* FTSE 100 down 0.2 percent
* Schroders dips despite recording inflows
* Randgold surges post-results as cost-cutting progresses
* No rate cut seen at ECB, but other liquidity measures eyed
LONDON, Nov 7 (Reuters) - Britain's top share index edged lower in early deals on Thursday, led down by fund manager Schroders after its latest update but receiving support from a surge in Randgold as the earnings season continued to be mixed.
Trade was also cautious before central bank policy decisions later in the session.
Schroders fell 3.6 percent, the top FFTSE faller, after its interim management statement. Although the fund manager posted inflows, traders said good news was in the price for a stock that is up over 50 percent so far year to date.
"The results look positive but don't appear to have been well received amongst the broker community, with Canaccord cutting its share price target to 25 pounds a share," said Matt Basi, head of sales trading at CMC Markets.
The most dramatic mover however was Randgold Resources , the top FTSE riser. It surged as much as 7.5 percent after saying its plan to boost production and reduce costs was on track, with a strong start to a new Congolese mine, which also opened early, also supporting.
The miner traded 5.5 percent higher, despite a 19 percent drop in year-on-year profit. The poor comparative figure reflects a weakening gold price that has already knocked the miner by a quarter this year.
Randgold was the top riser on Britain's FTSE 100, which was down 10.09 points, or 0.2 percent, at 6,731.60 at 0844 GMT.
The FTSE has been in a tight range since reaching five- month highs last week, with the index stalling before it could surpass May peaks that were themselves 13-year highs.
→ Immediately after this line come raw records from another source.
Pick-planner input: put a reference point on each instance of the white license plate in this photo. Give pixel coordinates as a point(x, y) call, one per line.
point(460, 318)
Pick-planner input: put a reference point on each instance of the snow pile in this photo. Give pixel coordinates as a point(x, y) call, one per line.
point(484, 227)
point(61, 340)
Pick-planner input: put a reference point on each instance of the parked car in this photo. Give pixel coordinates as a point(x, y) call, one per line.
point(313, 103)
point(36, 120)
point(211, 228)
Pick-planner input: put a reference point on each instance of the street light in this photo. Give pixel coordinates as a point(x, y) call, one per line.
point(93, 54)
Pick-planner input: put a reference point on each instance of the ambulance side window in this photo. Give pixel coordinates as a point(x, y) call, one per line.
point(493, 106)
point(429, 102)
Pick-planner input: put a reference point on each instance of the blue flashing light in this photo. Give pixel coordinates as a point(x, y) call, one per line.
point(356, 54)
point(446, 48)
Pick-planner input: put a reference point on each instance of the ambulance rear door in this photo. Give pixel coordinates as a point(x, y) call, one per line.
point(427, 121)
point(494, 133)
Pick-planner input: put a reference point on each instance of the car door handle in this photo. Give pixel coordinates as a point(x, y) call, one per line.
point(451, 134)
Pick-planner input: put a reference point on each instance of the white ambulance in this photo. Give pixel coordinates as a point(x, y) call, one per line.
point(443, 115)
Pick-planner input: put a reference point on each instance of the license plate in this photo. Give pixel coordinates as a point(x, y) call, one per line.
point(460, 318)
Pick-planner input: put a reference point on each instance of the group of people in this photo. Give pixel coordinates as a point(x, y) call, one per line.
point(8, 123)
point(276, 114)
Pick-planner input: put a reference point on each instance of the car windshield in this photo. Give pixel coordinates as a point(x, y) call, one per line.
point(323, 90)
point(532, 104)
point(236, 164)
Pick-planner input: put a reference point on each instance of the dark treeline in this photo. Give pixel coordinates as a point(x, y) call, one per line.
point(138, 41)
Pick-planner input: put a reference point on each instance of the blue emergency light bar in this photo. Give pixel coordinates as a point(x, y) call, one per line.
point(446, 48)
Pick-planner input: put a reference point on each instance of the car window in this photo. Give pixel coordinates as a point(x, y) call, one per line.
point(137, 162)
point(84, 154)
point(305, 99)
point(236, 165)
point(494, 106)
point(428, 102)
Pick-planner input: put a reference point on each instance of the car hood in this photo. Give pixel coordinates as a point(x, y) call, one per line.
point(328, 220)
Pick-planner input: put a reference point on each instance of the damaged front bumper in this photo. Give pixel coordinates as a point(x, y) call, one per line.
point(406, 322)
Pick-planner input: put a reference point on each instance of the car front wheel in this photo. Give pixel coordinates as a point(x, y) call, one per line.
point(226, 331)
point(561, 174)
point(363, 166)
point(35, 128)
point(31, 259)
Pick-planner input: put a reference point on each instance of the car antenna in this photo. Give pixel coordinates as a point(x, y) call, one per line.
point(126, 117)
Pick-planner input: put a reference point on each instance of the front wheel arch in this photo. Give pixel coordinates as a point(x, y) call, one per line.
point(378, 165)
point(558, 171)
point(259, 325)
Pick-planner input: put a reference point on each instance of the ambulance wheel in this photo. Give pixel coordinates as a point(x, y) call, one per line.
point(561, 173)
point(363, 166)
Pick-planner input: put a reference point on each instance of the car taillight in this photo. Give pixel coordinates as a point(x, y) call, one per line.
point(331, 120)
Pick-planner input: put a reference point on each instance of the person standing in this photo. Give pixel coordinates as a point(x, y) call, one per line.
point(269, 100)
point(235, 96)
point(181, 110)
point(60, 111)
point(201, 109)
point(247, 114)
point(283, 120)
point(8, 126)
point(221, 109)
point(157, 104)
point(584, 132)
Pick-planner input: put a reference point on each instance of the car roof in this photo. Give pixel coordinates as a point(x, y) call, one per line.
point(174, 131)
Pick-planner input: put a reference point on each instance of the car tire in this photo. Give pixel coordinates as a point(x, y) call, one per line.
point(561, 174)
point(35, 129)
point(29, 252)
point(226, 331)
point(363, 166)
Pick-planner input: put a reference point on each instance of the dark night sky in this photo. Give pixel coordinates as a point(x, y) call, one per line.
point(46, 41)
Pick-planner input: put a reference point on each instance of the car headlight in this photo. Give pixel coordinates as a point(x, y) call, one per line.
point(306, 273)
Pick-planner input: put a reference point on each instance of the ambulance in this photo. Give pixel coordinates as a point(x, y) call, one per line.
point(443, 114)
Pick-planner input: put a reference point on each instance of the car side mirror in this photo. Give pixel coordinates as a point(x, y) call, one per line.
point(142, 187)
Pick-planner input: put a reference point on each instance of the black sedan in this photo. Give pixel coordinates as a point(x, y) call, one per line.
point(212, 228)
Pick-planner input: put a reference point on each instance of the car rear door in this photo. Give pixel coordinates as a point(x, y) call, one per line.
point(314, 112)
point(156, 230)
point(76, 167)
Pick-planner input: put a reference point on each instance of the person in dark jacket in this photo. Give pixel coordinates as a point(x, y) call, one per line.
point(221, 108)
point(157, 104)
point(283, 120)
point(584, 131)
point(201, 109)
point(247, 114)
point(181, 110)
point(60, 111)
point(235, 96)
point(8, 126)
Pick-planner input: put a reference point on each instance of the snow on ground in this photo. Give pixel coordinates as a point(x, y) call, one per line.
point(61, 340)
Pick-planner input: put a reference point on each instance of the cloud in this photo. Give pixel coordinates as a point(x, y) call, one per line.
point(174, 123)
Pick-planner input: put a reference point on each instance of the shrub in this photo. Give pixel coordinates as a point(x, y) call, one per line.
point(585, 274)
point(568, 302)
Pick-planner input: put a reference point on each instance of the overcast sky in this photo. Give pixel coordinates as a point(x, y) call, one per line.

"The FTSE 100 remains in a sideways 6715-6790 trend, potentially holding this range until tomorrow's U.S. jobs data should central banks fail to deliver any fireworks today," Mike van Dulken, head of reseach at Accendo Markets, said in a trading note.
The European Central Bank and Bank of England are both set to announce policy decisions later in the session, with pressure rising on the ECB to cut rates following weak inflation data last week.
"I think hopes that the ECB will cut interest rates is probably wishful thinking," David Madden, market analyst at IG, said.
"However, if the ECB were to cut interest rates, or provide some sort liquidity to banks in the euro zone, we would see a boost for the FTSE, but not to the same extent as some of the regional indexes in France and Germany."